Neurologic manifestations in hospitalized patients with COVID-19: The ALBACOVID registry
Romero-Sánchez et al., Neurology, 2020.06
“Results: Of 841 patients hospitalized with COVID-19 (mean age 66.4 years, 56.2% men), 57.4% developed some form of neurologic symptom. Nonspecific symptoms such as myalgias (17.2%), headache (14.1%), and dizziness (6.1%) were present mostly in the early stages of infection. Anosmia (4.9%) and dysgeusia (6.2%) tended to occur early (60% as the first clinical manifestation) and were more frequent in less severe cases.
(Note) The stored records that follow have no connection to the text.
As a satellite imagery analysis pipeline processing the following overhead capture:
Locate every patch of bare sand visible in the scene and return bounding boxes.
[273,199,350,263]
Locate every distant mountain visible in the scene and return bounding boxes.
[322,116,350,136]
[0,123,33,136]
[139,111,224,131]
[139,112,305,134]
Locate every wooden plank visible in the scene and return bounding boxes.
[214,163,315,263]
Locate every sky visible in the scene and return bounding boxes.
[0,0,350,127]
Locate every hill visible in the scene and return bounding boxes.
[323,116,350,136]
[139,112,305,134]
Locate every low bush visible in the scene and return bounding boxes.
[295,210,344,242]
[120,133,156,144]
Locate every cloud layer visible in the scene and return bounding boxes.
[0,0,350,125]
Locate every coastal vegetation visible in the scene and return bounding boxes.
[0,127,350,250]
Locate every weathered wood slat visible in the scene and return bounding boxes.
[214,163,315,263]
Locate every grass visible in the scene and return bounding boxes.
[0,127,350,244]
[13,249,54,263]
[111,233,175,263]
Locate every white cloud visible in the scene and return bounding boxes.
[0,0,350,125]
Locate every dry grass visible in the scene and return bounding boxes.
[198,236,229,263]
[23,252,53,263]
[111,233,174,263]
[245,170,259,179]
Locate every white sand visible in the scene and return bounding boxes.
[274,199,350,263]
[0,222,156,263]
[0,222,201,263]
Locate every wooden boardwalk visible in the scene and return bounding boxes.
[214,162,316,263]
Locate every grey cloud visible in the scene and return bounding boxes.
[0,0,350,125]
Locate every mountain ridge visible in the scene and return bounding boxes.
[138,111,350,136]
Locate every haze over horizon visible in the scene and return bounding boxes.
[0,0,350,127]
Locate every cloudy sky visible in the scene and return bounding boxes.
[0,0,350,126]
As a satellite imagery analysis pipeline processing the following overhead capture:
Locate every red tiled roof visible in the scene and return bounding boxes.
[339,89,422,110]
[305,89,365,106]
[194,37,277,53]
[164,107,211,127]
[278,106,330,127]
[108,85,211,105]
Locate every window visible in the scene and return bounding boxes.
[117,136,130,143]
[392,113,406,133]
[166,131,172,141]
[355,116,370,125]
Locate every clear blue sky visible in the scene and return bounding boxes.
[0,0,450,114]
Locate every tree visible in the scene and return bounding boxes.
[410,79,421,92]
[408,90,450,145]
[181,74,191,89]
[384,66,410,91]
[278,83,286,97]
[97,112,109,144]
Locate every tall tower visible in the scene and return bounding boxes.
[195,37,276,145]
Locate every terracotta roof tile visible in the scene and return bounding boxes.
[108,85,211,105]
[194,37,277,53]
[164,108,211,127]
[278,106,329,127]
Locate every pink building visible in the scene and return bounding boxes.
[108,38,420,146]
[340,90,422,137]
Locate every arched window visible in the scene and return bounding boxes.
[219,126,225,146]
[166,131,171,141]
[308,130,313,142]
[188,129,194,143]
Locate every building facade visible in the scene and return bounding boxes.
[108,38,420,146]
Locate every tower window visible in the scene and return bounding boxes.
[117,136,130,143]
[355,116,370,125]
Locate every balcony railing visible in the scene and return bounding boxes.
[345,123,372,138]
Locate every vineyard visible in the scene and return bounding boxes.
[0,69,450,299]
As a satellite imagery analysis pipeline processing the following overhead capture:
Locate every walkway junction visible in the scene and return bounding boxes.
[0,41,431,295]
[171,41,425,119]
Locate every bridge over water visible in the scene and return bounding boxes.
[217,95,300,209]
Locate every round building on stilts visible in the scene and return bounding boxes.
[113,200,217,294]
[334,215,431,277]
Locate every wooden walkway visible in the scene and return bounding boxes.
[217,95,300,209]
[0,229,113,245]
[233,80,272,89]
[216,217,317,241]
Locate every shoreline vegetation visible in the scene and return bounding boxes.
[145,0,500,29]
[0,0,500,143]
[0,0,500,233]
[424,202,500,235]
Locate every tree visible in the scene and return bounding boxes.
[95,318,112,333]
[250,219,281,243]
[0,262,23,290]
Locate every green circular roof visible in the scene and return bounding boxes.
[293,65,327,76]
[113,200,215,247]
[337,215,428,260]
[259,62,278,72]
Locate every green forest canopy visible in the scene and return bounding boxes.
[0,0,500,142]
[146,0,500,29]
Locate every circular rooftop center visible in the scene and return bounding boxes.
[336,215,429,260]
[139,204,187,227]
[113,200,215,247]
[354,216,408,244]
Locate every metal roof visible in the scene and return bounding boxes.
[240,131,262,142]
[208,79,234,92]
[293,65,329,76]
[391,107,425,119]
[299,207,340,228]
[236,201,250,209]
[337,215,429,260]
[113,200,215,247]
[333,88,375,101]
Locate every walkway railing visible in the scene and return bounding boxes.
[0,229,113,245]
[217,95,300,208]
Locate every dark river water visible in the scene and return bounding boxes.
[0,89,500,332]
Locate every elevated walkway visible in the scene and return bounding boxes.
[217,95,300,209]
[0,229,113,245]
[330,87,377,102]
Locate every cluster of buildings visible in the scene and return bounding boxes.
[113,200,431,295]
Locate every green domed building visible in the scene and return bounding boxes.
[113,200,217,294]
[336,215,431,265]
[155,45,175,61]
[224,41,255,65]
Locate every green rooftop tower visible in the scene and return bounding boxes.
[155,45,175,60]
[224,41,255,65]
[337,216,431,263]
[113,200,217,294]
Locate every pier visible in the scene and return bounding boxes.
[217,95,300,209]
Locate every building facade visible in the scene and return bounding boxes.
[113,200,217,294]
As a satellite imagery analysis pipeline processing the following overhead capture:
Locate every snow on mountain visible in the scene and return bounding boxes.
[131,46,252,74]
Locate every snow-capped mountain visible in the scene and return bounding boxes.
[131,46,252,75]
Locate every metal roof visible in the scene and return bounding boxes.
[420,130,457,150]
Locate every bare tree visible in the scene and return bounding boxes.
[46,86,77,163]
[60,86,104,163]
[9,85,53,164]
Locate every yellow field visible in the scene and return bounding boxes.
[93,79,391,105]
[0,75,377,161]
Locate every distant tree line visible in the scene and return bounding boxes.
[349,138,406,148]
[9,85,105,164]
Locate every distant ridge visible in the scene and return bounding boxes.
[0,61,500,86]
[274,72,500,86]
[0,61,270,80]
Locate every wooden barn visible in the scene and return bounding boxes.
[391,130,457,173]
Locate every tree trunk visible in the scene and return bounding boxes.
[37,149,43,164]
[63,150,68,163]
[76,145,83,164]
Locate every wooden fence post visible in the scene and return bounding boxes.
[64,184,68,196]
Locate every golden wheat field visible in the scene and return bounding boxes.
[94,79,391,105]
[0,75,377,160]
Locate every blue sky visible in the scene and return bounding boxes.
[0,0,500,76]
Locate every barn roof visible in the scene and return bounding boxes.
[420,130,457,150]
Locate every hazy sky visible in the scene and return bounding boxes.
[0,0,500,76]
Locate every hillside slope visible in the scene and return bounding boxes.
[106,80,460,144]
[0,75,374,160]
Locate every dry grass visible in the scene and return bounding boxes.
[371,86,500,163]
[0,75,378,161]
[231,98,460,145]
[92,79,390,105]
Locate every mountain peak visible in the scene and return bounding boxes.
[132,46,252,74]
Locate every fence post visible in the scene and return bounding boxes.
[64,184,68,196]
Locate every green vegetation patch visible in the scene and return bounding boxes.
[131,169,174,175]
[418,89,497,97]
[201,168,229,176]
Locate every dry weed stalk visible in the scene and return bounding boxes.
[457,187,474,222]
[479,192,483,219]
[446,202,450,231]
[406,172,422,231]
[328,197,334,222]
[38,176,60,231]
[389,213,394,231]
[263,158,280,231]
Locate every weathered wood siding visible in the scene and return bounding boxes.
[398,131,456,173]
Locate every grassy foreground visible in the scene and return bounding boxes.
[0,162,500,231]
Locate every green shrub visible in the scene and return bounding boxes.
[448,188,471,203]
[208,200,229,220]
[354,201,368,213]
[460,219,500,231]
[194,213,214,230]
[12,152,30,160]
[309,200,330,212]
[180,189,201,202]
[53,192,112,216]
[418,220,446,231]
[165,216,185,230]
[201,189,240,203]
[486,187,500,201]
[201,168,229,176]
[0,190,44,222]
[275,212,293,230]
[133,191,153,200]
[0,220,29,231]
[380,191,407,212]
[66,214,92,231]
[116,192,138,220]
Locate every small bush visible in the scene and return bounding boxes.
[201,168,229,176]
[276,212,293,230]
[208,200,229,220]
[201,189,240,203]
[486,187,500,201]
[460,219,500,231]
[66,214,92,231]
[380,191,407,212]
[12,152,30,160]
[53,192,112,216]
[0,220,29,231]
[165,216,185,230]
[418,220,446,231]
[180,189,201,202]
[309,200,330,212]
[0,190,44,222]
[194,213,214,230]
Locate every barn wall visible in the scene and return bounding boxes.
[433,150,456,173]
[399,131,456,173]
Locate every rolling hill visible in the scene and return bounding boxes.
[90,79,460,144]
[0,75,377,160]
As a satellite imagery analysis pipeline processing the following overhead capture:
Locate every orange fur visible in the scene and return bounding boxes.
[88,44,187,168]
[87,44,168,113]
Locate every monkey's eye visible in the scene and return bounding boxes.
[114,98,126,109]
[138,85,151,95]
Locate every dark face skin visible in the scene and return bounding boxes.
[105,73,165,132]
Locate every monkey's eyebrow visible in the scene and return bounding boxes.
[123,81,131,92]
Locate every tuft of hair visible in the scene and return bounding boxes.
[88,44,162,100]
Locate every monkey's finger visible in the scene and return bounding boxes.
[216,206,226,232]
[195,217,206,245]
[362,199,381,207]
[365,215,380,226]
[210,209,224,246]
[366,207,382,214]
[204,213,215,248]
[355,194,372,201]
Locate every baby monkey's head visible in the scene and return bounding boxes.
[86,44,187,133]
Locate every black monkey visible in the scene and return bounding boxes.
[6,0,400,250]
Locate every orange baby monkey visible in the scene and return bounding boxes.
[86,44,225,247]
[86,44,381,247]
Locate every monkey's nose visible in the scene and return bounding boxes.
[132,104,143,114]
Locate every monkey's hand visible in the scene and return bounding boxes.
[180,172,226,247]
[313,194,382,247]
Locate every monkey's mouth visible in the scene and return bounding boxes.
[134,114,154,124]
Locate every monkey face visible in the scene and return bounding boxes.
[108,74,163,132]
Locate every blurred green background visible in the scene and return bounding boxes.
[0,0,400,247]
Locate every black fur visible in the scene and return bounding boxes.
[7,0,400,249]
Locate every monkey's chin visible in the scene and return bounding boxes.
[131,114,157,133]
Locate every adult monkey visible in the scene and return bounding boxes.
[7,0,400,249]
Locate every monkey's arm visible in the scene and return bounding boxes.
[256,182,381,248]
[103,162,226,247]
Disorders of consciousness occurred commonly (19.6%), mostly in older patients and in severe and advanced COVID-19 stages. Myopathy (3.1%), dysautonomia (2.5%), cerebrovascular diseases (1.7%), seizures (0.7%), movement disorders (0.7%), encephalitis (n = 1), Guillain-Barré syndrome (n = 1), and optic neuritis (n = 1) were also reported, but less frequent. Neurologic complications were the main cause of death in 4.1% of all deceased study participants.”
“Conclusions: Neurologic manifestations are common in hospitalized patients with COVID-19. In our series, more than half of patients presented some form of neurologic symptom. Clinicians need to maintain close neurologic surveillance for prompt recognition of these complications. The mechanisms and consequences of severe acute respiratory syndrome coronavirus type 2 neurologic involvement require further studies.”
Fig. 1 (A & B). Hemorrhages and posterior reversible encephalopathy syndrome–like features
“Neuroimaging (MRI) showed bilateral subcortical hyperintense lesions with vasogenic edema in occipito-parietal lobes (A, axial fluid-attenuated inversion recovery sequence, red arrows) resembling posterior reversible encephalopathy syndrome. Gradient-echo sequences also revealed bilateral hypointense lesions compatible with several hemorrhages (B, axial T2 gradient echo sequence, blue arrows). MRI excluded other possibilities such as cerebral venous sinus thrombosis.”
Fig. 2 (right). Bitemporal lobe involvement compatible with encephalitis
“MRI axial fluid-attenuated inversion recovery sequence showed bilateral hyperintensity within both temporo-mesial lobes (red arrows), compatible with encephalitis. CSF was normal, including real-time reverse transcription–polymerase chain reaction for RNA of SARS-CoV-2.”